Riciclo tessile: una legge cinese minaccia la filiera mondiale
Pechino ha deciso di bandire le importazioni degli scarti destinati a essere riciclati. Una decisione che riguarda 24 materiali, tra cui plastica, carta e tessuti, ossia il 70% degli scarti spediti nell’Impero di Mezzo. Secondo gli specialisti, tale misura potrebbe accrescere gli sprechi tessili e impattare in modo pesante sulla filiera del riciclo.
È ciò che sostiene l’Institute of Scrap Recycling Industries (ISRI), l’organismo americano di riferimento per il settore, che ricorda come la regolamentazione cinese in tale ambito si sia progressivamente richiusa, dai neon nel 2007 ai prodotti elettronici nel 2013. Di fronte all’impennata degli scarti domestici, l’obiettivo di Pechino è di non aggravare ulteriormente l’inquinamento del Paese con gli scarti provenienti dall’estero.

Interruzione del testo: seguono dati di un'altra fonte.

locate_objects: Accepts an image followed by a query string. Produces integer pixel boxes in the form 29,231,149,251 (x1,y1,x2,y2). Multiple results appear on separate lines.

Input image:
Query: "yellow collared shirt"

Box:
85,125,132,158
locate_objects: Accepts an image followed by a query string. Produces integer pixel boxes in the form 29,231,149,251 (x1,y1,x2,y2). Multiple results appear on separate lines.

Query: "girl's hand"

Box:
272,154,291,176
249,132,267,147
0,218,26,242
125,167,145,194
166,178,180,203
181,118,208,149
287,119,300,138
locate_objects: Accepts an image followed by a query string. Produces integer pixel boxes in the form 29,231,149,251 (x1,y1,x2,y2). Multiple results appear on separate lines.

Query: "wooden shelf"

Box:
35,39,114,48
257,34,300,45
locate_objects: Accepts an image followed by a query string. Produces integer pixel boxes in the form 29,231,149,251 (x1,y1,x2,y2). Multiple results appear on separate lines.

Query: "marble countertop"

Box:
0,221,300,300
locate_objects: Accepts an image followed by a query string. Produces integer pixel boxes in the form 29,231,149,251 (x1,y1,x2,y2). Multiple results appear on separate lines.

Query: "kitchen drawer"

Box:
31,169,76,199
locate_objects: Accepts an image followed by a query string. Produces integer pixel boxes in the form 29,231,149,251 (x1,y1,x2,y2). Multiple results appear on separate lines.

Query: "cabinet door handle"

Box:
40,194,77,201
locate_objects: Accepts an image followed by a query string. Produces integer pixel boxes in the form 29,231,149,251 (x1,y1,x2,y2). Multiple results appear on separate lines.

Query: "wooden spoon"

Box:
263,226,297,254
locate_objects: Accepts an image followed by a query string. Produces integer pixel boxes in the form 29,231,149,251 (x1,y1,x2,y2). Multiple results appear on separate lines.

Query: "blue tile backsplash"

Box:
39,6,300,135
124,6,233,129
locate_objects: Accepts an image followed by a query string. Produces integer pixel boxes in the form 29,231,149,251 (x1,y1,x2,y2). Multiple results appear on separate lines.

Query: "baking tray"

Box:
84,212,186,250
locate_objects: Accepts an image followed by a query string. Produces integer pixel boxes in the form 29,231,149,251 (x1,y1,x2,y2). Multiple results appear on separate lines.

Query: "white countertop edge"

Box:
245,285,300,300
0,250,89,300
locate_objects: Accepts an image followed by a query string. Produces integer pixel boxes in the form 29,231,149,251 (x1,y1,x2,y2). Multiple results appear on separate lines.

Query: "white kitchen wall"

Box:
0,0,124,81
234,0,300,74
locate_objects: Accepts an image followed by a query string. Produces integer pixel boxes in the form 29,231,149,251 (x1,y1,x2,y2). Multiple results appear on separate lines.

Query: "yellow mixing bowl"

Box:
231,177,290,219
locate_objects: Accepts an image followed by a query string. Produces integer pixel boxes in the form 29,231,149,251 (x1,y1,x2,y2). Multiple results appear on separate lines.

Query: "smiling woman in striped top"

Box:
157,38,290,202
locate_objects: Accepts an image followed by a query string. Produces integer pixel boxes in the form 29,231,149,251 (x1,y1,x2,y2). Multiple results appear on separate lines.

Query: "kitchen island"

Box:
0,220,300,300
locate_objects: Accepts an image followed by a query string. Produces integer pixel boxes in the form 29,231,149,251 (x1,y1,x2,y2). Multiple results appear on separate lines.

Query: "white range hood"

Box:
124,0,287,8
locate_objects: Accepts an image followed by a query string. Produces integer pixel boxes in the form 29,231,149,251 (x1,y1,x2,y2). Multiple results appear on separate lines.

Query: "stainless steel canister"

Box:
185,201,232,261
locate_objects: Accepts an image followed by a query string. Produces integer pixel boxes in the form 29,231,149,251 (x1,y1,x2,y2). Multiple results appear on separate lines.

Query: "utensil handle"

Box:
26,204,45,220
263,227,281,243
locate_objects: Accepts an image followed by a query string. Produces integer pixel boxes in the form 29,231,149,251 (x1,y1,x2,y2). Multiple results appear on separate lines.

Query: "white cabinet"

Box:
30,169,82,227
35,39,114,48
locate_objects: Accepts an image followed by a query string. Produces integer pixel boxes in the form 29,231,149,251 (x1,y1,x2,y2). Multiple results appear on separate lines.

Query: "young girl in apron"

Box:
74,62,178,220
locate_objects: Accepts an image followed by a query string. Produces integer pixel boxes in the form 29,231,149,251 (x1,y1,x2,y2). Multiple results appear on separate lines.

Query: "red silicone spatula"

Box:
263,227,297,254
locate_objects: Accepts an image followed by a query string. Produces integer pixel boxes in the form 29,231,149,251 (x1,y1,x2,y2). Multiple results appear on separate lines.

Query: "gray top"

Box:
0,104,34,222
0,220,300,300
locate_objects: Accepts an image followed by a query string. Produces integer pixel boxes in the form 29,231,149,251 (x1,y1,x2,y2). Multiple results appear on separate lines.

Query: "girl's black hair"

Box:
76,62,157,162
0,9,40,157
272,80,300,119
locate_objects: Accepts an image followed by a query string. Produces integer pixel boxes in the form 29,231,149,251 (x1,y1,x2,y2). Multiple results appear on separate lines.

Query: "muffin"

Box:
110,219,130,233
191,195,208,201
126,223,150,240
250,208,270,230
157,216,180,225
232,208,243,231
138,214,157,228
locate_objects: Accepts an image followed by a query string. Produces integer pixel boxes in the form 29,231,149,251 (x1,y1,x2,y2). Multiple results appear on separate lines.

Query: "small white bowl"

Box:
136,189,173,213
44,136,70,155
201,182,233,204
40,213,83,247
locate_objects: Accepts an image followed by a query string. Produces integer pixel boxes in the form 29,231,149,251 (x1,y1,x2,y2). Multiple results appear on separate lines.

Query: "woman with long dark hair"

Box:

Per il tessile come per gli altri materiali, delle alternative alla Cina esistono. “La domanda cresce in India, nel Sud Est asiatico e in America Latina, ma non abbastanza per coprire quello che spediamo attualmente in Cina”, ha sottolineato l’ISRI. “Inoltre, noi stessi non abbiamo la capacità di riciclare tutto ciò che gli Stati Uniti producono senza esportare”.
Nel 2016 la Cina è stata la destinazione del 27% degli scarti esportati a livello mondiale, provenienti principalmente dagli Stati Uniti, con 5,2 miliardi di dollari di materiali solo lo scorso anno. Un modello sul quale sono nati ecosistemi specializzati in Nord America e in Europa e reti industriali dedicate in tutta l’Asia.